Hasse principle for $H^2$ of a maximal torus of a split simply connected group?

Question

Let $k$ be a number field, and let $G$ be a split simply connected algebraic group over $k$. Let $\Omega_k$ denote the set of places of $k$. Let $T$ be a maximal torus of $G$ (defined over $k$). Consider the second Tate-Shafarevich group $$ Ш^2(k,T)=\ker\left[H^2(k,T)\to\prod_{v\in\Omega_k} H^2(k_v,T)\right].$$

Question. Is it true that $Ш^2(k,T)=1$ for any maximal torus $T$ of any split simply connected $k$-group $G$?
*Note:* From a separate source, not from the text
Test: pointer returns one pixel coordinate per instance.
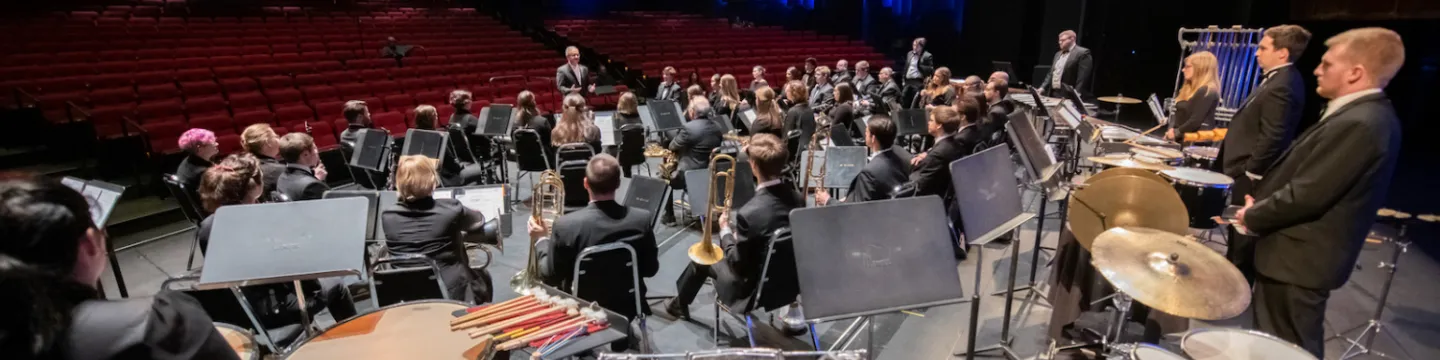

Note that the answer is YES for $G=SL_n$. Indeed, then $T=\ker[N: S\to {\mathbb G}_m ]$, where $S$ is a maximal torus in $GL_n$. We have a cohomology exact sequence $$ 1\to H^2(k,T)\to H^2(k,S)\to H^2(k,{\mathbb G}_m)$$ and similar exact sequences for any place $v$ of $k$. We see that $Ш^2(k,T)$ embeds into $Ш^2(k,S)$. Since $S$ is a product of tori of the form $R_{L_i/k}\, {\mathbb G}_{m,L_i}$ where each $L_i$ is a finite extension of $k$, we have $$ Ш^2(k,S)=\prod_i Ш^2(k,R_{L_i/k}\,{\mathbb G}_{m,L_i})=\prod_i Ш^2(L_i,{\mathbb G}_m)=1, $$ hence $Ш^2(k,T)=1$.

Answer 1

This is a partial answer inspired by comments of Jason Starr. I show that the answer is YES for $G=\mathrm{Sp}_{2n}$ (and also for the classical non-simply-connected groups $\mathrm{SO}_{2n+1}$ and $\mathrm{SO}_{2n}$).

Let $T\subset G$ be a maximal torus. The Galois group ${\Gamma}=\mathrm{Gal}(\bar k/k)$ acts on the character group $X(T)$ via $\mathrm{Aut}\, R(G_{\bar k},T_{\bar k})$, and hence, via the Weyl group $W$. We know that $$ W=(\pm 1)^n\rtimes S_n.$$ We have $G\subset \mathrm{GL}(V)$, where $V=k^{2n}$. Our torus has $2n$ different eigenspaces in $V$ with characters $\chi_1,-\chi_1,\chi_2,-\chi_2,\dots$, which are naturally divided into pairs. The Galois group ${\Gamma}$ acts on these characters and on the pairs. Let ${\Gamma}_1$ denote the stabilizer of the pair $(\chi_1,-\chi_1)$ in ${\Gamma}$, and let ${\Gamma}'_1$ denote the stabilizer of $\chi_1$ in ${\Gamma}$. Let $K_1\subset{\bar k}$ and $K'_1\subset {\bar k}$ denote the subfields corresponding to ${\Gamma}_1$ and ${\Gamma}'_1$, respectively, then either $K'_1=K_1$ or $K'_1$ is a quadratic extension of $K_1$. Let $X=X(T_{\bar k})$ denote the character group of $T$, and let $X_1$ denote the subgroup of $X$ generated by the characters $\sigma\chi_1$ for $\sigma\in\Gamma$. Then $X_1$ is a $\Gamma$-invariant direct factor of $X$, and we obtain a direct factor $T_1$ of $T$, where $$ T_1=R_{K_1/k}\, S_1,$$ and $S_1$ is a certain one-dimensional torus over $K_1$. Namely, if ${\Gamma}'_1={\Gamma}_1$, then $S_1$ is a split one-dimensional $K_1$-torus; otherwise it is the nonsplit one-dimensional $K_1$-torus that splits over the quadratic extension $K'_1/K_1$. We see that $T$ is a product of the Weil restrictions $T_i=R_{K_i/k}\, S_i$ of one-dimensional tori $S_i$ corresponding to the orbits of the Galois group in the set of pairs of characters of $T$. Since $Ш^2$ is trivial for a one-dimensional torus, it is trivial for $T$.